When 10 indicators per factor were found to be present, multiple methods yielded highly accurate results for determining the number of factors to retain. Specifically, both the EKC and Combination techniques were highly accurate regardless of the interfactor correlation. In addition, MAP, CD, and CNG yielded perfectly accurate results for the 0.25 and 0.50 interfactor correlation conditions. However, when the correlations were 0.75, they were somewhat less accurate than EKC and Combination.
When a single factor was present in the population, a number of methods studied here yielded highly accurate results, including EKC, CD, Combination, MAP, and CNG. Thus, when a single latent trait underlies the observed indicators, researchers can have confidence that any of these methods is likely to yield accurate results regarding the number of factors to retain, assuming conditions similar to those used in this study. Of course, in reality the data analyst will not know how many factors are actually present. Nonetheless, it does appear that if theory suggests a single factor is present and the methods mentioned above as being most accurate are used and yield a 1-factor solution, the researcher may be fairly confident in this result.
Several methods did not perform particularly well and may not be optimal for use in conditions similar to those used in this simulation study. In particular, PA and RPA, both of which performed well in previous studies [10], did not do so well under most conditions used in this study. Both methods tended to overfactor the data, leading to the low accuracy rates described above. It should be noted that in the previous work focusing on PA/RPA, there were more indicators per factor than were used in the current study. Thus, it seems that when the number of indicators per factor is 5, 10, or 20, neither PA nor RPA provides as accurate results as some other methods studied here, or as they do themselves with 30 or 60 indicators [10]. Similarly, the chi-square test based upon NOHARM also yielded lower accuracy rates than a number of the other techniques used in this study, particularly with 5 indicators. However, these results were due to a tendency to underfactor in the 3 latent trait condition, rather than overfactor, as was the case for PA/RPA. The MIRT model approach also yielded somewhat lower accuracy rates than a number of other methods in the 5 indicators 3-factors condition, but with a tendency to overfactor. When a single factor was present, PA, RPA, MIRT, and NOHARM all yielded overfactoring results. Taken together, these findings suggest that when statistical methods did not recommend retaining the correct number of factors, there were multiple ways in which they reached this incorrect decision. Sometimes overfactoring was the cause, whereas in other cases it was due to underfactoring. In any case, these methods may not be optimal for use with dichotomous indicators, particularly in light of the fact that other approaches (e.g., CNG, Combination and EKC, CD, or MAP in some cases) do appear to yield accurate results.

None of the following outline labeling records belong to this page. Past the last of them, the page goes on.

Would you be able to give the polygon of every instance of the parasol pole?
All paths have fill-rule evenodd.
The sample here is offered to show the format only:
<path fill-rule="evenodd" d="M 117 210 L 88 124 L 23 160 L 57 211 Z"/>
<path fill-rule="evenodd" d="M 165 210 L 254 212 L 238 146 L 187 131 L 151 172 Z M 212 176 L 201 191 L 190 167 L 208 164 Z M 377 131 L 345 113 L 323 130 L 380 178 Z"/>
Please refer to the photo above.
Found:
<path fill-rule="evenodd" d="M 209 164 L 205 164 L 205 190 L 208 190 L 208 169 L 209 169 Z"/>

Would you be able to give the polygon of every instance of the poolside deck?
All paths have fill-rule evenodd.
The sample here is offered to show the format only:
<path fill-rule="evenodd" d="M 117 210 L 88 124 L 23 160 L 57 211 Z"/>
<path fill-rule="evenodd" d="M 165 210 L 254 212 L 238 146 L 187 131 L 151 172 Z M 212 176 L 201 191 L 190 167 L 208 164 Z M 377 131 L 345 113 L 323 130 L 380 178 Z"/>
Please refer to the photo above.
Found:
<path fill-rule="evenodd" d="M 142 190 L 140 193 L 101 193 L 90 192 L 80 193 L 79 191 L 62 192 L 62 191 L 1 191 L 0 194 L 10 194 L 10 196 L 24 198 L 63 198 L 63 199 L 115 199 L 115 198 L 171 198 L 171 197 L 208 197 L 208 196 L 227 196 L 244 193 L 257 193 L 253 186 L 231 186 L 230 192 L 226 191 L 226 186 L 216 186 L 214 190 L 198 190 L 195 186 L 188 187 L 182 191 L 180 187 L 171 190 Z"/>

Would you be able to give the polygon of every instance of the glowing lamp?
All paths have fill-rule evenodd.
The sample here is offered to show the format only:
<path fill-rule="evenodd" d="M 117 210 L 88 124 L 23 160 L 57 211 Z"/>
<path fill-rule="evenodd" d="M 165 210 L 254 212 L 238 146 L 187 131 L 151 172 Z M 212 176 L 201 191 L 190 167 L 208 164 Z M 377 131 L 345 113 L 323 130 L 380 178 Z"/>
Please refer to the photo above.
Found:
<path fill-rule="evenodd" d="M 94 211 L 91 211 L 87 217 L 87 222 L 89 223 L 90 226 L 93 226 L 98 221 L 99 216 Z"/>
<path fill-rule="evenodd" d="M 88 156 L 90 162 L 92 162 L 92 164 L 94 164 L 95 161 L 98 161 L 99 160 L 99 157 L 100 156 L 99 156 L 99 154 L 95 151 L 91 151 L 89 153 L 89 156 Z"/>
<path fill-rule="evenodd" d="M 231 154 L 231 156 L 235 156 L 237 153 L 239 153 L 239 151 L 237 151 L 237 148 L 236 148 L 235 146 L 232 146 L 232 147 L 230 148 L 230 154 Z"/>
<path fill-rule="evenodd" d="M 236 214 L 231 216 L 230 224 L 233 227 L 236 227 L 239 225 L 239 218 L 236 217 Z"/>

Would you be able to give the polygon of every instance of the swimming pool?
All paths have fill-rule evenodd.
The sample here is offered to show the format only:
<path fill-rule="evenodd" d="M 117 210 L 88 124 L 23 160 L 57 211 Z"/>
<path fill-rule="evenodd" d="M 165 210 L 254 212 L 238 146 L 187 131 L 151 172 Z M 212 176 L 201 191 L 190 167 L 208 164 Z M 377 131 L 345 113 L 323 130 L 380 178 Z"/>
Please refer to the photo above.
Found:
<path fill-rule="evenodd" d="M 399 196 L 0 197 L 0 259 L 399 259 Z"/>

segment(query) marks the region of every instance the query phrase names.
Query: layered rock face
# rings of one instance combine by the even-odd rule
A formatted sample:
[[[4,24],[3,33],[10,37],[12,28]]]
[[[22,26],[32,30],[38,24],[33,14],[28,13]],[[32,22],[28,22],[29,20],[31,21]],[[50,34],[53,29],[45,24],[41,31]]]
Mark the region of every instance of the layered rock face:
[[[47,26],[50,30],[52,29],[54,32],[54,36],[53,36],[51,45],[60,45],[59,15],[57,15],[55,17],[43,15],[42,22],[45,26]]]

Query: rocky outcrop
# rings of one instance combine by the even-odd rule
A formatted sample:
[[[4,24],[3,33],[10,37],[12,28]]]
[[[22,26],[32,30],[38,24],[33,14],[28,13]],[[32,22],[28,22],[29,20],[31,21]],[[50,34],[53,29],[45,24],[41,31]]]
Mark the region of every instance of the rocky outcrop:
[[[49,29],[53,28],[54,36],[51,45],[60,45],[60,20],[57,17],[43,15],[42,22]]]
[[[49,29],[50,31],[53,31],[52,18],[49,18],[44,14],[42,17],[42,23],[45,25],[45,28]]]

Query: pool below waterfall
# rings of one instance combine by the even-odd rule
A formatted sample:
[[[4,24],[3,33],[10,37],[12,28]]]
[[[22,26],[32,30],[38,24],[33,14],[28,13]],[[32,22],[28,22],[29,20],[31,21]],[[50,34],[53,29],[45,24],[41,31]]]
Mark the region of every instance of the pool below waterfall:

7. Implications for Practice

As described above, the results presented here provide some guidelines for researchers and data analysts. First, researchers and data analysts should consider the combined approach based on EKC, Hull, and CD for determining the number of factors to retain. The CNG technique would be a reasonable second choice for this purpose. Second, having more indicators per factor (presuming loadings in the range simulated here) will yield more accurate factor retention results. Thus, all other things being equal, researchers should seek to use longer scales. When scales are relatively short (e.g., 5 indicators per factor) and the interfactor correlation is high (e.g., 0.75), researchers may find it difficult to identify the correct number of factors to retain in an EFA, no matter the methodology used. Finally, larger samples were associated with more accurate results, in general. Therefore, researchers using EFA should attempt to obtain samples of 500 or more, particularly if they are working with a relatively small number (e.g., 5) of indicators per factor.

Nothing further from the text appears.